Anoche el Teatro Caupolicán, el templo musical de la calle San Diego, que ha visto pasar generaciones completas de devoción musical, se transformó en una cápsula noventera, elegante y profundamente emocional con el regreso de The Cardigans a Santiago de Chile. Y sí, fue de esos conciertos que no solo apelan a la nostalgia, sino que la reafirman con clase.
Por María de la Paz Roccolano
Fotos por Istvan Milos
La jornada comenzó con los nacionales de Los Denvers, encargados de abrir la noche con ese pop melancólico y delicado que calza perfecto con la sensibilidad escandinava. Su set preparó el ambiente, destacando sus temas «Revista de Gimnasia» y «Los Adolescentes».
Y luego, el momento esperado. Nina Persson, con ese carisma que la caracteriza, una presencia etérea, magnética, con esa mezcla de dulzura y distancia que la convirtió en un ícono de los 90, apareció en escena junto a la banda para un show de aproximadamente una hora y media que fue un recorrido generoso por su catálogo. Desde los acordes iniciales se sintió una conexión inmediata con el público santiaguino, que coreó cada clásico con una mezcla de euforia y emoción genuina.
El arranque del recital fue un golpe directo a la nostalgia noventera: comenzaron con “Your New Cuckoo”, encendiendo de inmediato la euforia del público con ese pulso melancólico tan característico de la banda.
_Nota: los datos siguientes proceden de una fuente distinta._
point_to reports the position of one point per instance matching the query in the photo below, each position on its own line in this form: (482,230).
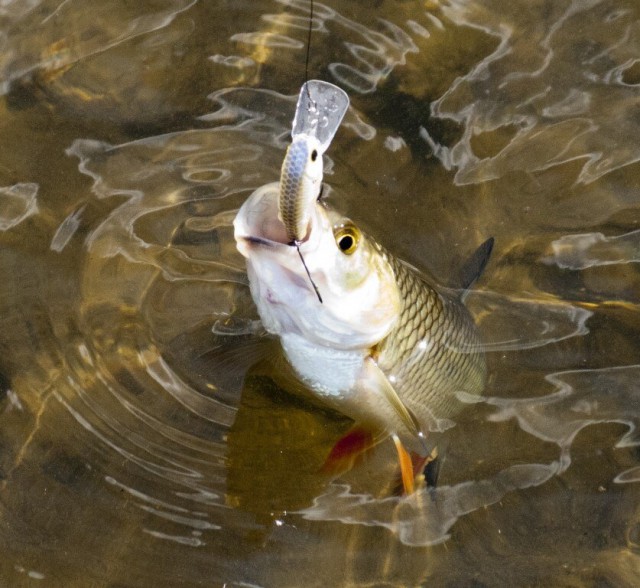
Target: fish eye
(347,239)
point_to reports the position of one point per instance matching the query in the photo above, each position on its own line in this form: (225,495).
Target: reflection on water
(149,434)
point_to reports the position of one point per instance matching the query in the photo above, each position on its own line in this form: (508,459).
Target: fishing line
(306,79)
(308,273)
(306,59)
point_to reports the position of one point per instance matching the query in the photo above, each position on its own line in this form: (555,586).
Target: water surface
(144,438)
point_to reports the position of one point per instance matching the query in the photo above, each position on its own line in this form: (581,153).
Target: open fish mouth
(257,221)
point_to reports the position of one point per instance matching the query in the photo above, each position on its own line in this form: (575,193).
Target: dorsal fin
(474,266)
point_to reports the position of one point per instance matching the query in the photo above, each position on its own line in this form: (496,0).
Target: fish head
(360,296)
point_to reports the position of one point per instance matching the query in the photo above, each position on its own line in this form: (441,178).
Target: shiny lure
(386,347)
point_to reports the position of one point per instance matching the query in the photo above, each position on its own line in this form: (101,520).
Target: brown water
(142,440)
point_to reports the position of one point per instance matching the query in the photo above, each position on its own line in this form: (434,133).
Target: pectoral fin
(373,378)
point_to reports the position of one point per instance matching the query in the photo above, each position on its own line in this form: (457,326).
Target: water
(143,440)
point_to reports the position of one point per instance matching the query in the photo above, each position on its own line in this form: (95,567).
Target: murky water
(143,439)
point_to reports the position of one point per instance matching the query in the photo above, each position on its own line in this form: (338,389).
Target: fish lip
(263,242)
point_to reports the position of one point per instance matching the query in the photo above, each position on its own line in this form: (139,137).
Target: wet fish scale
(434,349)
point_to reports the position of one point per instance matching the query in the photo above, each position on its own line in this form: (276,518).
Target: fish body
(365,332)
(386,346)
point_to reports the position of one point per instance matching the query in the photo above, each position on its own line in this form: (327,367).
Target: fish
(384,345)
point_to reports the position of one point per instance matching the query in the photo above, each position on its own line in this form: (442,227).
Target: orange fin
(406,466)
(348,449)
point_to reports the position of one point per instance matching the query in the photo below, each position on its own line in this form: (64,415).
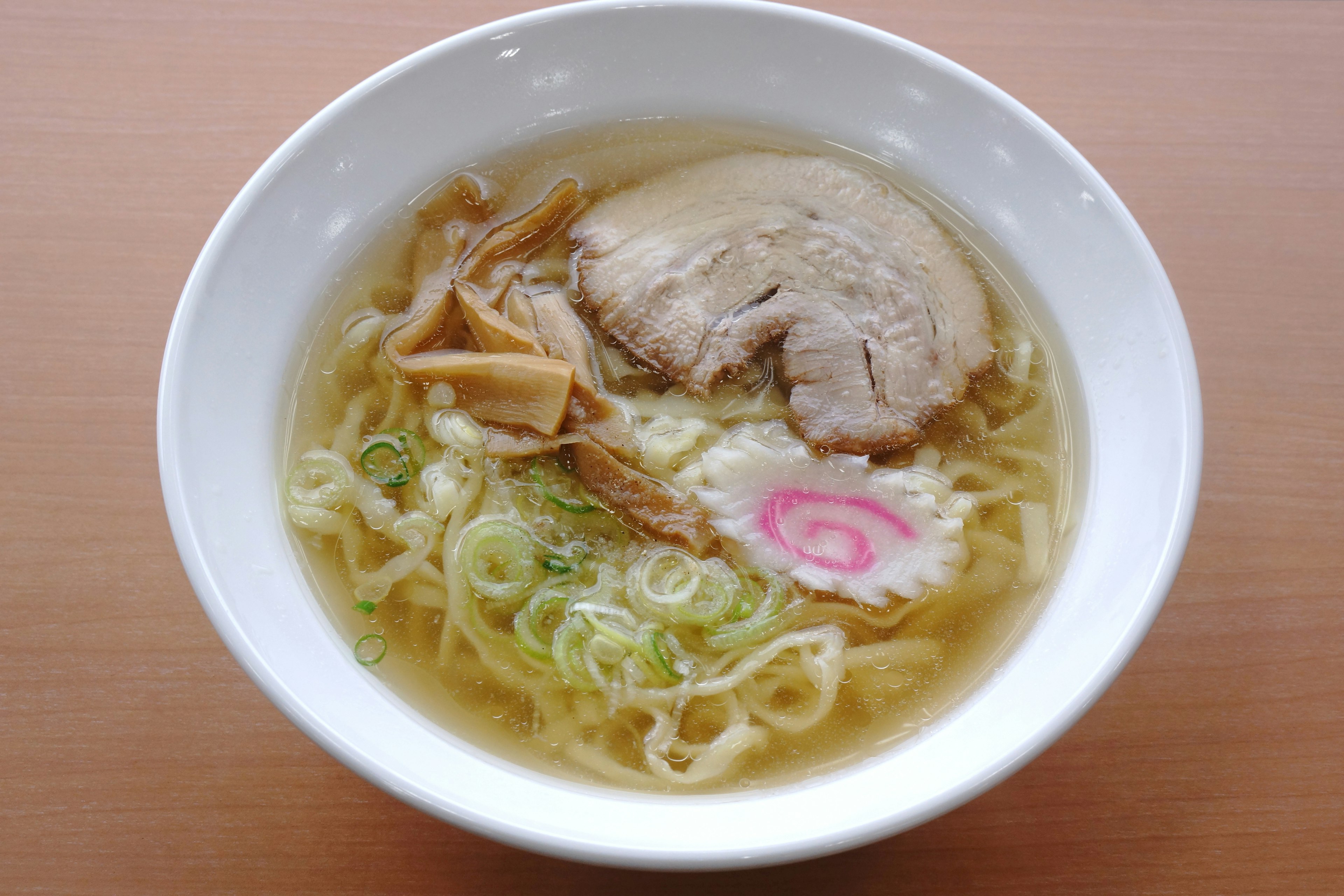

Sin dar respiro, siguieron con “Daddy’s Car”, que aportó una energía más luminosa, haciendo haciendo vibrar al Teatro Caupolicán. El tercer golpe llegó con “Sick & Tired”, desatando un los momento nostálgico de la noche, donde la mezcla de dulzura y desgarro en la voz de Nina Persson terminó de sellar una apertura sólida y cargada de emoción.
Las guitarras limpias, los arreglos cuidados y esa base rítmica siempre sobria sostuvieron la voz de Persson, que sigue sonando cristalina, con ese tono aparentemente frágil que es, en realidad, una declaración de estilo.
Dos covers con sentido
Uno de los momentos más comentados y emotivos de la noche fue cuando interpretaron “Gracias a la vida”, primero en sueco y luego en español, rindiendo homenaje a Violeta Parra. Fue un gesto que desató una ovación inmediata. Escuchar ese clásico de la canción latinoamericana en la voz de Nina, con ese acento suave y respetuoso, fue uno de esos cruces culturales que solo la música logra con naturalidad.
Otro guiño emotivo llegó con su versión de “Iron Man” de Black Sabbath, un homenaje al recién fallecido Ozzy Osbourne. Lejos de la oscuridad pesada del original, The Cardigans lo reinterpretaron con su sello propio, demostrando una vez más esa capacidad (tan suya) de apropiarse del rock más duro y transformarlo en algo elegante, casi irónico, pero siempre musicalmente sólido.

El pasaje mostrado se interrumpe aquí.